On November 5, 2011, at 1045 eastern daylight time, a Siai-Marchetti S205-22R, N729WA, experienced a partial loss of engine power during climbout from the River Acres Airport (FD70), Okeechobee, Florida. The pilot performed a forced landing in the Kissimmee River, which resulted in substantial damage to the fuselage. The private pilot was not injured. The airplane was registered to and operated by a private individual under the provisions of 14 Code of Federal Regulations Part 91 as a personal flight. Visual meteorological conditions prevailed and no flight plan had been filed for the flight destined for North Palm Beach County General Aviation Airport (F45), West Palm Beach, Florida. The flight was originating at the time of the accident.

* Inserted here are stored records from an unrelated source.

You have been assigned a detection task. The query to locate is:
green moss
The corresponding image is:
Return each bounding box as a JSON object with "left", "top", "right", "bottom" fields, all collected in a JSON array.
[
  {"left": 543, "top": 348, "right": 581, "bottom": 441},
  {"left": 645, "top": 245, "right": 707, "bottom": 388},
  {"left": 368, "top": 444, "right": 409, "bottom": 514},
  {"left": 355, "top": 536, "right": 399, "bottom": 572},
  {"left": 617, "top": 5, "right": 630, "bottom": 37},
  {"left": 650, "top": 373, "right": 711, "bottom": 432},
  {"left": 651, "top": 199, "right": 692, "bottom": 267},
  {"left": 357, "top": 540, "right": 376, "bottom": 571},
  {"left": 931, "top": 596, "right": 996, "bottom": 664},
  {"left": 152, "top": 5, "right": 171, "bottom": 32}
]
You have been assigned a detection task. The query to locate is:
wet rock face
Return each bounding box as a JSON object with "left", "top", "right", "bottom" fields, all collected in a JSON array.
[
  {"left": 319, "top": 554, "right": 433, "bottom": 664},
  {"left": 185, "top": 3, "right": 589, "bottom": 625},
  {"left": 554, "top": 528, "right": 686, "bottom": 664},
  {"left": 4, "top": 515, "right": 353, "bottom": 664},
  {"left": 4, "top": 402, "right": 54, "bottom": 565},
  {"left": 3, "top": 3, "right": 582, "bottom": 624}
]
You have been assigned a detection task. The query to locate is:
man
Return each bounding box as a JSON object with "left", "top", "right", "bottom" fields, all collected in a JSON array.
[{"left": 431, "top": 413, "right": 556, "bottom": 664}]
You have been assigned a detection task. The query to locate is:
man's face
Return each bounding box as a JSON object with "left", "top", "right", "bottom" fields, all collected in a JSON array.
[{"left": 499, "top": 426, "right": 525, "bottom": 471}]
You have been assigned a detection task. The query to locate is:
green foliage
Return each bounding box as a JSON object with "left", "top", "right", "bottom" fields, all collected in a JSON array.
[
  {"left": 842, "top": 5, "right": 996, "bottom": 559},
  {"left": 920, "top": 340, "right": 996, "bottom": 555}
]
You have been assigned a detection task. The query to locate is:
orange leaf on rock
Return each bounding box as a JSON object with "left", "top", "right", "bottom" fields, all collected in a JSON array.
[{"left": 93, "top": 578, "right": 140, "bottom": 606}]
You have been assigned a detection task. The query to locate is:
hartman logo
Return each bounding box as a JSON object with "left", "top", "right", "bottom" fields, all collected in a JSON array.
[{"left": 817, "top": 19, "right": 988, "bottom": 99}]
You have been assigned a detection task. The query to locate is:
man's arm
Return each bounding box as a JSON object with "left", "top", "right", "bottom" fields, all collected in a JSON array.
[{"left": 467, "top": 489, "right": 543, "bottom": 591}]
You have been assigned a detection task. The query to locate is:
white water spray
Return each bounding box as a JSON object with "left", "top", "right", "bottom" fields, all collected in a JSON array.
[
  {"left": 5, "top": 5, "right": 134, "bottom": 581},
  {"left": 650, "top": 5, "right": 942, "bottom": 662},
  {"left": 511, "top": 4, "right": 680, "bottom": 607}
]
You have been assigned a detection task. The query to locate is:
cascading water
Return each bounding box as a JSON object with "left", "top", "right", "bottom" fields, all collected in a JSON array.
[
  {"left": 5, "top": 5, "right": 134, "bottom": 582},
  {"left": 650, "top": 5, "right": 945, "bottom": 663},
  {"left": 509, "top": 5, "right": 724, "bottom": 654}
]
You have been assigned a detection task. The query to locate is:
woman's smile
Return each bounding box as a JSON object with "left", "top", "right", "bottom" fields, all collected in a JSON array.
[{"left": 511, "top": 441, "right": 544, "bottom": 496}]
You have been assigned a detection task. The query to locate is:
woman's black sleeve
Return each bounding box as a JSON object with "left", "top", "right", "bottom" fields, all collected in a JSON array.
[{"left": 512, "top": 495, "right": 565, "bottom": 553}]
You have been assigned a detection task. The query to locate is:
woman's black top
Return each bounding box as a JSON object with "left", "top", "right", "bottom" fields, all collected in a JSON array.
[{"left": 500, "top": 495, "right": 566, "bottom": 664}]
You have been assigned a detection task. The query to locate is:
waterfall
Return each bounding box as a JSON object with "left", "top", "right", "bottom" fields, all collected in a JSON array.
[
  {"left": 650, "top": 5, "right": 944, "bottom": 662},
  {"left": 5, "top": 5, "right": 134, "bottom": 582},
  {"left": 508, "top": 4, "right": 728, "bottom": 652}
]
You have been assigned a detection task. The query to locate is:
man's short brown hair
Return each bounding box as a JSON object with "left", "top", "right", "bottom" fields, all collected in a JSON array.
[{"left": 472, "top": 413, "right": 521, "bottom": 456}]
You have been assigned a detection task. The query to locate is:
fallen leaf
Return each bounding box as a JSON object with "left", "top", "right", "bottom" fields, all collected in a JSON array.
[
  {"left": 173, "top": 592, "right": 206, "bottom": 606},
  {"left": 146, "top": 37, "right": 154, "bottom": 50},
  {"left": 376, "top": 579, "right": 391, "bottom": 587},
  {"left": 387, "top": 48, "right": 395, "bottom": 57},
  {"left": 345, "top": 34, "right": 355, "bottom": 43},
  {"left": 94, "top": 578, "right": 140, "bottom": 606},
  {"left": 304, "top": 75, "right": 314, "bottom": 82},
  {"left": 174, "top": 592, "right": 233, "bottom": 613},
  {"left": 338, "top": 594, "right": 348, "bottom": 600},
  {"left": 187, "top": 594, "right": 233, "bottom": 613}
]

The pilot stated that during the climbout, approximately 200 feet above ground level, the engine lost partial power and was running rough. The pilot verified that the mixture was in the full rich position and applied carburetor heat in an unsuccessful attempt to restore the engine to full power. He maintained airspeed and elected to land in the Kissimmee River which was straight ahead. The fuselage buckled during the forced landing. Earlier in the day, the pilot completed a preflight inspection and noted that the engine contained 8 quarts of oil. In addition, the pilot fueled the airplane with about 30 gallons of fuel prior to flying to FD70.

An FAA inspector completed a post accident examination of the engine and noted that it was partially seized and oil was present. In addition, the alternator drive adaptor did not function. The alternator drive adaptor was removed and disassembled. The alternator drive shaft was bent and the drive gear exhibited extensive wear and the metal teeth were smeared. The alternator drive bearings were not present and metal particles were found throughout the oil system in the engine. In addition, the engine alternator drive belt that was driven by the engine driven alternator drive adaptor was not located. The alternator was on the maximum setting of the alternator adjustment link.

Review of the maintenance records revealed that on October 21, 2011, the alternator was replaced by the pilot/owner and was signed off by an airframe and powerplant mechanic. At that time, the airplane had accumulated 2,116 total hours of flight time. At the time of the accident, the airplane had accumulated 2,118 total hours of flight time.